Sometimes a given element in the client document is used in multiple contexts and what it corresponds to in the target object model depends on the context. The <title> element in the GCAPAPER DTD is an example of this. When it appears in a figure, it corresponds to the caption attribute of a CaptionedChunk object. When it appears in the front matter, it corresponds to the titleField attribute of an Article object. Otherwise, such as in a section, it corresponds to the heading attribute. This mapping would be expressed in the mapping DTD as follows:

<!ATTLIST TITLE
     cellar      NAME  #FIXED attr
     contentAttr CDATA #FIXED "if CaptionedChunk caption
                               if Article titleField
                               heading"   >

Note that this conditional expression is interpreted by the parser which converts the architectural document into objects in CELLAR, not by the architecture engine. Thus the context must be specified in terms of the class of object that is currently under construction; it cannot be in terms of the elements of the client document since that information is no longer available in the architectural document. Note, too, that the DISCARD keyword can be used as an attribute name in a conditional expression to set up a mapping in which an element should be used in some contexts and discarded in others.

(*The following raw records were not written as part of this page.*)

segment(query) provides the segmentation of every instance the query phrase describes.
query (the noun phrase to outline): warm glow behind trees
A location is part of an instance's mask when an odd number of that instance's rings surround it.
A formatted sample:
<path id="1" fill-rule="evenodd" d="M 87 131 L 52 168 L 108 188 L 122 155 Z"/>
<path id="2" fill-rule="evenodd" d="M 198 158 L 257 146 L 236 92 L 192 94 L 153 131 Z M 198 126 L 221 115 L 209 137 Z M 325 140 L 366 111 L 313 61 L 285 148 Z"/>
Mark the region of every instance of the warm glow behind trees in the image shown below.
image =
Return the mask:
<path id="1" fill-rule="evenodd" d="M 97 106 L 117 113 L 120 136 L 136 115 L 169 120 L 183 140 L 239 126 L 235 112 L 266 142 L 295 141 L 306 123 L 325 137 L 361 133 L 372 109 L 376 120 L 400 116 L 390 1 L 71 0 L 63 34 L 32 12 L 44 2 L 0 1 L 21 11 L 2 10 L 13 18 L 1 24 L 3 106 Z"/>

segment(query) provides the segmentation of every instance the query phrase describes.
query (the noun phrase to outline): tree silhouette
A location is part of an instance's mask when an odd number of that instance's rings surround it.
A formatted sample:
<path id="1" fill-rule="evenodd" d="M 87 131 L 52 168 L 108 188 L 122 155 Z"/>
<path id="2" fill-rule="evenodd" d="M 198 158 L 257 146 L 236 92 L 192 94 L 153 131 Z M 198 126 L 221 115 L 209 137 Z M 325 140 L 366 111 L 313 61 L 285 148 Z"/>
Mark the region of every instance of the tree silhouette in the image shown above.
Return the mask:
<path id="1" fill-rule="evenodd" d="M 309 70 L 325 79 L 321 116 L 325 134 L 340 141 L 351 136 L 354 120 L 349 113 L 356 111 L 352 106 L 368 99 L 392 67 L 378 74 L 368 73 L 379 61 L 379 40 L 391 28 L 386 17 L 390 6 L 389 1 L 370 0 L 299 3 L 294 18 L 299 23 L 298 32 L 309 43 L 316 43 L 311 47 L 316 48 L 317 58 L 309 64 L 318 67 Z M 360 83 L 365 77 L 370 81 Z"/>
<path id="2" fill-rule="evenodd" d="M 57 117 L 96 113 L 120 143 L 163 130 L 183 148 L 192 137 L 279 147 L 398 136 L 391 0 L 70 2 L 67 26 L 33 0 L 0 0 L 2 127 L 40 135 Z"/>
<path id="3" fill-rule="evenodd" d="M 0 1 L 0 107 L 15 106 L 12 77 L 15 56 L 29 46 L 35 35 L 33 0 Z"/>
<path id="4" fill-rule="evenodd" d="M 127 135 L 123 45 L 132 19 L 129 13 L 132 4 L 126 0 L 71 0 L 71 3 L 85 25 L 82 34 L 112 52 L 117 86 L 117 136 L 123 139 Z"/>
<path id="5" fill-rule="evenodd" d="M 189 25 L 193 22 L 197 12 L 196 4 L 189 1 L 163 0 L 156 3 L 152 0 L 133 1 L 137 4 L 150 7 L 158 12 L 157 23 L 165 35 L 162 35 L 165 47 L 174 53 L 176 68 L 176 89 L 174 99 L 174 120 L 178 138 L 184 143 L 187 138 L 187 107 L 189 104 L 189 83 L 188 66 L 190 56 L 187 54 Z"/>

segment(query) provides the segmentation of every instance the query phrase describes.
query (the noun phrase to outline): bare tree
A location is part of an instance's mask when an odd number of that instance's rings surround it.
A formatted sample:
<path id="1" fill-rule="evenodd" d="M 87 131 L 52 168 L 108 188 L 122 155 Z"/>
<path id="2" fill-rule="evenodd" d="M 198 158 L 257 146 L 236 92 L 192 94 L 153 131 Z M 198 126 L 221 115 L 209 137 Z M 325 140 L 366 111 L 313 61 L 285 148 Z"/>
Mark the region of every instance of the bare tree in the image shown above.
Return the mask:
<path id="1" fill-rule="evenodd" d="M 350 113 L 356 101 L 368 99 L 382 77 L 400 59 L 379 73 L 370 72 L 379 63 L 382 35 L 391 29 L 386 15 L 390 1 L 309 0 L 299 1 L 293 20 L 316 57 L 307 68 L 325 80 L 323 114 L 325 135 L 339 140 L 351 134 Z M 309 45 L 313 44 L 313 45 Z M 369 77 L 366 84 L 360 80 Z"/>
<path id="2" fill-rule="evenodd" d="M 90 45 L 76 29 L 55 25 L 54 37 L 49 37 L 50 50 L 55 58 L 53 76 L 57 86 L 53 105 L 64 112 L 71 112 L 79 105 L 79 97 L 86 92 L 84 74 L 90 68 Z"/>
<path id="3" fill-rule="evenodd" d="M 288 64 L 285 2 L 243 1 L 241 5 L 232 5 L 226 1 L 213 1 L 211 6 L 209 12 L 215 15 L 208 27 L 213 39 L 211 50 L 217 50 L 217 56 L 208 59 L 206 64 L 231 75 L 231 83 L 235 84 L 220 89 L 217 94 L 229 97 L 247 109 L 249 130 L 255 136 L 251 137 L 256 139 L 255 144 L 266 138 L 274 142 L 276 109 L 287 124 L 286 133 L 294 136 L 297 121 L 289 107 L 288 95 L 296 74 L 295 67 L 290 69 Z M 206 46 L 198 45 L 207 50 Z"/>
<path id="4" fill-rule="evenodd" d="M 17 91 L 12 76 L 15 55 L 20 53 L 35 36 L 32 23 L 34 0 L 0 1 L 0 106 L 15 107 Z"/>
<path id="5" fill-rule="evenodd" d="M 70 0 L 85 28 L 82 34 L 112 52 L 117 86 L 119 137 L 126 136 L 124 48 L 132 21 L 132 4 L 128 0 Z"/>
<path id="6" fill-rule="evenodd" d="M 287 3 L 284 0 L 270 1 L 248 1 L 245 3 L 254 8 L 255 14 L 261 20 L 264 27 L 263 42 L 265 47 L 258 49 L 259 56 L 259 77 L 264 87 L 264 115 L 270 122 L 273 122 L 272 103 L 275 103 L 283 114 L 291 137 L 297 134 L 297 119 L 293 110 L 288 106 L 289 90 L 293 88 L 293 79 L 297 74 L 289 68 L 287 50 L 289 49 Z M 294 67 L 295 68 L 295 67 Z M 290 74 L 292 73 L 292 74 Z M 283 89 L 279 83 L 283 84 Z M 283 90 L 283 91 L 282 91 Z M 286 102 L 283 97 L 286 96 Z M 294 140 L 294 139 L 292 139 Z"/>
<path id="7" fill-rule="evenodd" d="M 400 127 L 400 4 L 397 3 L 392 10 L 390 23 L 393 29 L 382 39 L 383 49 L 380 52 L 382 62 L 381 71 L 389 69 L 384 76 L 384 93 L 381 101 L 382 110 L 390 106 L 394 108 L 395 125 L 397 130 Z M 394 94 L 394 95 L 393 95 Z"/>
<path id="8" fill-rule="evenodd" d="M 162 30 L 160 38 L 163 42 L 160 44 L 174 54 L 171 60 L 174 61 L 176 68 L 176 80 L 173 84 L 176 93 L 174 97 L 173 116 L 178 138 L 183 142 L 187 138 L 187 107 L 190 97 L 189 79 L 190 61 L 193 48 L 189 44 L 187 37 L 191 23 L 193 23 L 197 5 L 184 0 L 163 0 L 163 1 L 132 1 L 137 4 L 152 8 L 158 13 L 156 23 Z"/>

Generating multilingual data

One of the distinctives of CELLAR as an object database system is its focus on multilingual data processing [ST97]. Every string in the database is marked as to what language it is in and what system of data encoding is used for it (i.e. what character set is used and how the writing system is mapped onto those characters). The TEILITE DTD makes use of a lang attribute throughout to identify the language of the data. For instance, <foreign lang="LAT">fiat lux</foreign> identifies the embedded phrase as being Latin. The mapping for this element is expressed in the mapping DTD as follows:

<!ATTLIST foreign
     cellar      NAME  #FIXED ignore
     cellarNames CDATA #FIXED "encoding lang" >

Note that the element markup is ignored since we don't want to generate a special object for a foreign phrase; rather, we just want the embedded string to have its encoding set appropriately. To accomplish this we use the "attribute renamer" to make the value of the architectural encoding attribute be the value of the client lang attribute.


Document date: 12-Nov-1997